The result is commonly used for finite elements w/o citing any references, and it is very straightforward to prove. It can be formulated as follows:
Lemma: Suppose $\Sigma_1$ and $\Sigma_2$ are Lipschitz polygons, and $\partial\Sigma_1 \cap \partial \Sigma_2 = F$. Let $v_1\in H^1(\Sigma_1)$, $v_2\in H^1(\Sigma_2)$, and $v \in L^2(\Sigma_1\cup\Sigma_2\cup F)$ so that $v = v_1$ in $\Sigma_1$ and $v=v_2$ in $\Sigma_2$. Then if $v_1 = v_2$ on $F$, we have $v\in H^1(\Sigma_1\cup\Sigma_2\cup F)$.
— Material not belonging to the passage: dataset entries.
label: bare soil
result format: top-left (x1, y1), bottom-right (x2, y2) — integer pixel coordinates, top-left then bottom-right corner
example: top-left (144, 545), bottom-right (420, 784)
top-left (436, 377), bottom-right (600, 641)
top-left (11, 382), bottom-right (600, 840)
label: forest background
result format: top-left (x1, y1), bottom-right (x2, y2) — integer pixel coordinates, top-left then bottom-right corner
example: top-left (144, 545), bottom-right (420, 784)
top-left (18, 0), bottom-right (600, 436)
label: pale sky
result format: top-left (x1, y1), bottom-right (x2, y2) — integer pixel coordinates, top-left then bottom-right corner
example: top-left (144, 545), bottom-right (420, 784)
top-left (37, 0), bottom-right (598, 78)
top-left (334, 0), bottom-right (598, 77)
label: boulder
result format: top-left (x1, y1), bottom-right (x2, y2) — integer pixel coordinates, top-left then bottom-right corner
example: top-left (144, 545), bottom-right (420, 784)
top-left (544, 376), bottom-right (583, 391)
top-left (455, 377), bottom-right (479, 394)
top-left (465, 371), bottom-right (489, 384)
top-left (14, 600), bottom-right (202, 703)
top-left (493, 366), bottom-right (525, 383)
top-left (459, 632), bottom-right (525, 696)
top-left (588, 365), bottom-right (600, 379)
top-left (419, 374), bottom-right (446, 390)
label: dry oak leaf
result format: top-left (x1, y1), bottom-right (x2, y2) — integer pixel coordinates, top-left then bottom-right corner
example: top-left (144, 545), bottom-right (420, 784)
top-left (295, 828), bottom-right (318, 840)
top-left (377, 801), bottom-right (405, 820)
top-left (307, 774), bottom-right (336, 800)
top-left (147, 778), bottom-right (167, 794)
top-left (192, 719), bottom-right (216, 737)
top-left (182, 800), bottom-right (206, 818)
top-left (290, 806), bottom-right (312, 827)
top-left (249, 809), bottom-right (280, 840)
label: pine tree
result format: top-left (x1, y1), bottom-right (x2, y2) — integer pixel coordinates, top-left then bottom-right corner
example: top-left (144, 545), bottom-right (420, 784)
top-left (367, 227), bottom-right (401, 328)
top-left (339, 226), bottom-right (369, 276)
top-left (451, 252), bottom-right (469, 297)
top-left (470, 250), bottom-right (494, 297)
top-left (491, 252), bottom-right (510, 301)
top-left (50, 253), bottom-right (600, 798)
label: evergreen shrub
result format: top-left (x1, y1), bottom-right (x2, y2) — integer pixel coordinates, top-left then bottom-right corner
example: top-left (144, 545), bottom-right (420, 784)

Proof: Let $\Omega = \Sigma_1\cup\Sigma_2\cup F$. It suffices to show that the weak gradient of $v$ on the joint domain coincides with $\nabla v_1$ on $\Sigma_1$ and $\nabla v_2$ on $\Sigma_2$. Let $\phi \in C^{\infty}_c(\Omega)$, $$ \int_{\Omega} \frac{\partial v}{\partial x_i} \,\phi := - \int_{\Omega} v \,\frac{\partial \phi}{\partial x_i} . $$ This is the definition. The right side now can be divided into two parts: $$ - \int_{\Omega} v \,\frac{\partial \phi}{\partial x_i} = - \int_{\Sigma_1} v_1 \,\frac{\partial \phi}{\partial x_i} - \int_{\Sigma_2} v_2 \,\frac{\partial \phi}{\partial x_i} \\ = \int_{\Sigma_1} \frac{\partial v_1}{\partial x_i} \,\phi - \color{blue}{\int_{\partial \Sigma_1} v_1 \phi \,(n_{\partial \Sigma_1})_i\,dS}+ \int_{\Sigma_2} \frac{\partial v_2}{\partial x_i} \,\phi - \color{blue}{\int_{\partial \Sigma_2} v_2 \phi \,(n_{\partial \Sigma_2})_i\, dS}, $$ $n_{\partial \Sigma_k}$ is the unit outer normal vector to $\Sigma_k$ ($k=1,2$). Blue terms will cancel because $n_{\partial \Sigma_1} = -n_{\partial \Sigma_2}$ pointwisely, and $v_1 = v_2$ pointwisely as limit from their defined domain respectively (or use a trace argument if you like). Hence $$ \int_{\Omega} \frac{\partial v}{\partial x_i} \,\phi = \int_{\Sigma_1}\frac{\partial v_1}{\partial x_i} \,\phi + \int_{\Sigma_2} \frac{\partial v_2}{\partial x_i} \,\phi. $$ This tells us $\nabla v = \nabla v_1$ on $\Sigma_1$ and $\nabla v = \nabla v_2$ on $\Sigma_2$. Hence $$ |\nabla v|_{H^1(\Omega)}^2 = \|\nabla v\|_{L^2(\Omega)}^2 = \|\nabla v_1\|_{L^2(\Sigma_1)}^2 + \|\nabla v_2\|_{L^2(\Sigma_2)}^2 < \infty, $$ and the lemma follows.